Abstract: Sometimes a speech signal might be degraded by background noise, making it hard to understand the speech content. Speech enhancement and separation systems can be used to reduce the noise level and improve the quality and the intelligibility of a speech signal. The use of visual cues, such as mouth movements and facial expressions, might be beneficial for the systems and provide a substantial performance improvement.
In this session, participants will be introduced to recent advances in audio-visual speech enhancement and separation, which has a variety of different applications, including:
* hearing assistive devices;
* videoconference systems;
* noise reduction in live videos.
The objective of this session is to provide participants with the basic theoretical background that would allow them to understand and build state-of-the-art systems for audio-visual speech enhancement and separation.
MODULE 1 - Introduction to deep learning and audio-visual speech corpora.
Participants will familiarise themselves with the concept of deep learning with a specific focus on audio-visual speech enhancement and separation. In addition, some characteristics of common audio-visual speech corpora will be explained.
MODULE 2 - Audio-visual speech enhancement and separation systems.
Participants will learn the main components of state-of-the-art approaches for audio-visual speech enhancement and separation.
MODULE 3 - Examples and demos
Participants will have the possibility to learn about recent advances in audio-visual speech enhancement and separation systems and experience some demos of these systems.
Basic knowledge of signal processing and deep learning.
Bio: Prof. Zheng-Hua Tan is a Professor of Machine Learning and Speech Processing, a Co-Head of the Centre for Acoustic Signal Processing Research (CASPR), and Machine Learning Research Group Leader in the Department of Electronic Systems at Aalborg University, Denmark.
Prof. Zheng-Hua Tan
was a Visiting Scientist/Professor at the Computer Science and Artificial Intelligence Laboratory (CSAIL), Massachusetts Institute of Technology (MIT), Cambridge, USA, an Associate Professor in the Department of Electronic Engineering at Shanghai Jiao Tong University, China, and a postdoctoral fellow at AI Spoken Language Lab, in the Department of Computer Science at KAIST, Korea.
He received the B.S. and M.S. degrees in electrical engineering from Hunan University, China, in 1990 and 1996, respectively, and the Ph.D. degree in electronic engineering from Shanghai Jiao Tong University, China, in 1999.
His research interests include machine learning, deep learning, pattern recognition, speech and speaker recognition, noise-robust speech processing, multimodal signal processing, and social robotics. He has over 200 publications. He edited the book Automatic Speech Recognition on Mobile Devices and over Communication Networks (Springer, 2008).

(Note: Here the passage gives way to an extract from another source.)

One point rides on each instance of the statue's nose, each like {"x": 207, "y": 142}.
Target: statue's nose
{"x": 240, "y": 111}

He is the elected Chair of the IEEE Machine Learning for Signal Processing Technical Committee. He is an Associate Editor for the IEEE/ACM TRANSACTIONS ON AUDIO, SPEECH AND LANGUAGE PROCESSING. He has served as an Editorial Board Member/Associate Editor for several journals including Computer Speech and Language, and Digital Signal Processing. He was a Lead Guest Editor of the IEEE Journal of STSP and a Guest Editor of several journals including Neurocomputing. He was the General Chair of IEEE 28th International Workshop on Machine Learning for Signal Processing (MLSP 2018), Aalborg, Denmark, and was a Program Co-Chair for IEEE Workshop on Spoken Language Technology (SLT 2016), San Diego, California, USA. He has served as a Chair, Program Co-chair, Area and Session Chair, and Tutorial Speaker of many international conferences. He is a Senior Member of the IEEE.